Flipkart's OneTech Stack: Powering IPO Readiness & AI Expansion in India
Flipkart's OneTech Powers IPO Readiness, AI & Quick Commerce

Flipkart, the Walmart-owned e-commerce giant, is undergoing a significant technological transformation spearheaded by its unified platform, OneTech. This move is crucial as the company prepares for a potential initial public offering (IPO) in 2026, following its recent legal approval to shift its domicile from Singapore to India.

The Engine Behind Flipkart's Ambitions

OneTech is the core technological foundation that powers every customer-facing product and service at Flipkart, while also supporting internal business operations and corporate functions. Balaji Thiagarajan, who stepped into the role of Flipkart's chief product and technology officer (CTPO) in September, now oversees this critical stack and the large organization of engineers and product managers behind it.

In an exclusive interview, Thiagarajan explained how OneTech is modernizing Flipkart's architecture across several key areas: IPO readiness, the expansion of its quick commerce service Flipkart Minutes, advanced trust and fraud detection features, warehouse automation, and fintech growth. This technological push comes after the company secured a $1 billion funding round in May 2024, led by Google, which valued Flipkart at an estimated $35-36 billion.

Structure and Strategic Focus of OneTech

The OneTech organization is structured around core groups that handle the entire customer journey. A consumer experiences team manages all buying and delivery interactions. A supplier experience team assists sellers, while a marketplace team acts as the bridge, cataloguing inventory and matching it with consumer demand. The supply chain organization manages product movement, and a fintech and payments group handles all financial transactions between buyers and sellers.

A major area of investment is artificial intelligence. Flipkart is reportedly increasing its AI investments six-fold. Thiagarajan stated that AI is already deeply embedded across the platform. The company has evolved from traditional machine learning models to a combination of large language models (LLMs) and small language models (SLMs). Flipkart uses a mix of technologies, including in-house models, Gemini, and ChatGPT, depending on the specific use case. For instance, its in-house LLMs understand user queries in voice search, then delegate tasks to specialized SLMs for reliable, hallucination-free execution.

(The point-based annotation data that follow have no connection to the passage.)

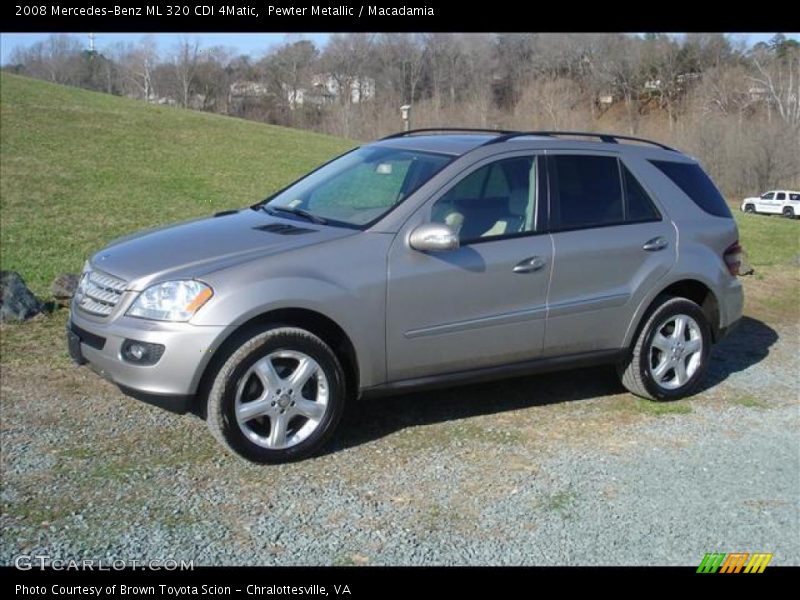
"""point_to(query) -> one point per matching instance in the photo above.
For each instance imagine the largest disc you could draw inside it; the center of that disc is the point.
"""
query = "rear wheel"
(278, 397)
(670, 356)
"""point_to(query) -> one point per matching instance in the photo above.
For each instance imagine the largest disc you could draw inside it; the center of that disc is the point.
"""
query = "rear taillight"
(733, 258)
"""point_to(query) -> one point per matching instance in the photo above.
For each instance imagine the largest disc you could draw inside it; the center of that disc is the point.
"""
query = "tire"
(641, 371)
(265, 382)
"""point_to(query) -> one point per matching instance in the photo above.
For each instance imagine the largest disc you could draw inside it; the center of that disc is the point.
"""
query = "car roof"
(462, 142)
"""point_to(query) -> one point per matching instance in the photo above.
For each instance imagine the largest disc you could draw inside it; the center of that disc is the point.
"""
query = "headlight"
(171, 301)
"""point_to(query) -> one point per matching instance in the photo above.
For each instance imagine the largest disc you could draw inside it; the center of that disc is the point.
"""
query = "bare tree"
(136, 63)
(779, 78)
(185, 61)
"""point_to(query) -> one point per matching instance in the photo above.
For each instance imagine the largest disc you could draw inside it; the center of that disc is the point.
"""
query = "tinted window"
(697, 185)
(640, 206)
(585, 191)
(496, 200)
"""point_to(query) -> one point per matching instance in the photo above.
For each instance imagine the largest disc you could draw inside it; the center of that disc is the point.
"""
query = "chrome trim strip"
(570, 307)
(490, 321)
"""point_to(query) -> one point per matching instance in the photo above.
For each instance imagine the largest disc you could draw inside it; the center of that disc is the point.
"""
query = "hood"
(195, 248)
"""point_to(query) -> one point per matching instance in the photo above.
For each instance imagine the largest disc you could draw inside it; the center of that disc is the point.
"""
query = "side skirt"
(530, 367)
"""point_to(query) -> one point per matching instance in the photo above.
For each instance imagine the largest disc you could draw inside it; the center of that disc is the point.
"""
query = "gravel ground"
(558, 469)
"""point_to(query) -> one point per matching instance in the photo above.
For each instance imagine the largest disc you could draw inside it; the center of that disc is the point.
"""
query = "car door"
(484, 303)
(764, 203)
(777, 205)
(610, 245)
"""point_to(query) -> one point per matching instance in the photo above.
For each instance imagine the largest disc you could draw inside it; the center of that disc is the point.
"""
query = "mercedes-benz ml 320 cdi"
(426, 258)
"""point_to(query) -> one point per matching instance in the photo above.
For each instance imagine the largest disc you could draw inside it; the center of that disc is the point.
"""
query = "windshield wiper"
(295, 211)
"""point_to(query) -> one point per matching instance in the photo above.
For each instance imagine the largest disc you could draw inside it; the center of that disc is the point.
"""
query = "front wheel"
(671, 353)
(278, 397)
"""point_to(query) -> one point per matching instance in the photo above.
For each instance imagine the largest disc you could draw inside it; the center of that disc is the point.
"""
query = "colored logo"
(735, 562)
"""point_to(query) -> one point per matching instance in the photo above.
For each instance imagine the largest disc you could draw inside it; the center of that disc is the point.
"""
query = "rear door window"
(694, 182)
(585, 191)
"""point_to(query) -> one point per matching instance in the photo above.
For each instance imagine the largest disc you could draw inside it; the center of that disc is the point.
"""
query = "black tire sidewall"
(283, 339)
(670, 308)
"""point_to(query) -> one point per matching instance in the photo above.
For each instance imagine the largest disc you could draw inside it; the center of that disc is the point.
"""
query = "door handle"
(529, 265)
(655, 244)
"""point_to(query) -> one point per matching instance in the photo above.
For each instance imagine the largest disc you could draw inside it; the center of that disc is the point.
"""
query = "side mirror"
(433, 237)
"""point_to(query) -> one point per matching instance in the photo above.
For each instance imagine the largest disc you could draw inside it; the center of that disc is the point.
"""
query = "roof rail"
(449, 129)
(608, 138)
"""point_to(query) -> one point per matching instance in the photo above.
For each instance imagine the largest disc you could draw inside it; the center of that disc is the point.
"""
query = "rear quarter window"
(694, 182)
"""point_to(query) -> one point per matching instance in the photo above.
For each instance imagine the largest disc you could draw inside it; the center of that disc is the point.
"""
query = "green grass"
(78, 169)
(631, 405)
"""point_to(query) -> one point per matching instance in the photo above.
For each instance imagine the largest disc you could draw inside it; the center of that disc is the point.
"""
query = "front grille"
(99, 293)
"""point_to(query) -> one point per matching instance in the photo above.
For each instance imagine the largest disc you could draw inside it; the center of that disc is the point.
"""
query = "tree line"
(736, 108)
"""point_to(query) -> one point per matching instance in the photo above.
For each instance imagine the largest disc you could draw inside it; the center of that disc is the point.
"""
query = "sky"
(254, 44)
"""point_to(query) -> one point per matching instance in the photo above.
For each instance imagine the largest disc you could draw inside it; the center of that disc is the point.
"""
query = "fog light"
(141, 353)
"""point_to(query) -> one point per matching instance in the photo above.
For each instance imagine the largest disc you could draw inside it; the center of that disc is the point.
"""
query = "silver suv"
(428, 258)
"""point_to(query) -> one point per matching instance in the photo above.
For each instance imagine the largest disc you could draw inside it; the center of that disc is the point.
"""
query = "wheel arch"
(692, 289)
(328, 330)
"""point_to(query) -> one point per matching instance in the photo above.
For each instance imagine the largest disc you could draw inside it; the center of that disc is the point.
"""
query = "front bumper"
(187, 350)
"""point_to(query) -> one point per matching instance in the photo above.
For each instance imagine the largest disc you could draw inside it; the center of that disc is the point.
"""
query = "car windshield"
(360, 187)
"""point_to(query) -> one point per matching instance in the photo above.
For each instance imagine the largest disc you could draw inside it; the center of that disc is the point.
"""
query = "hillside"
(79, 168)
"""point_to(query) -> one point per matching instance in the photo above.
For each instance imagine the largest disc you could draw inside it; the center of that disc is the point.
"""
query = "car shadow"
(746, 346)
(372, 419)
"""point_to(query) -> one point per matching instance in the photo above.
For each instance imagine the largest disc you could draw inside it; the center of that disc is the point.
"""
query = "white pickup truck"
(776, 202)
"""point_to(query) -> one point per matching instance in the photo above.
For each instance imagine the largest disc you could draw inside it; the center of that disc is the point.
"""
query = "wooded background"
(736, 108)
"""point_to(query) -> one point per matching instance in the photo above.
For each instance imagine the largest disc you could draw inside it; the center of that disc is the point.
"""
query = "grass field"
(79, 168)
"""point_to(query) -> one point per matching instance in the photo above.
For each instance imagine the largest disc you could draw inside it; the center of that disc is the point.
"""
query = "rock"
(17, 302)
(63, 287)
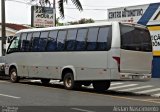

Voice Search, Customer Segmentation, and Scaling Quick Commerce

Flipkart is making voice search a "first-class interaction mode." With advancements in noise cancellation and language coverage, the company envisions a future where users can have full, contextual conversations with the app, similar to talking to a store assistant. This is expected to be popular across both metros and smaller towns.

The company strategically segments its vast customer base. Its quick commerce service, Flipkart Minutes, targets metro dwellers with high convenience needs. For the value-conscious segment, it operates Shopsy to compete with players like Meesho. Flipkart claims its core mid-market strength gives it roughly 48% of India's e-commerce market share.

To scale its quick commerce ambitions, which include adding around 1,000 dark stores, Flipkart's tech team has remapped India's pin codes into smaller polygons. They analyze population density, historical demand, and local infrastructure to identify optimal dark store locations. The system is also built for resilience, allowing orders to be intelligently rerouted to adjacent stores if one location cannot fulfil them, ensuring availability even when popular items run out.

As Flipkart consolidates its technology under OneTech and aligns its corporate structure with its primary market, the stage is being set for one of the most anticipated public listings in the Indian tech landscape.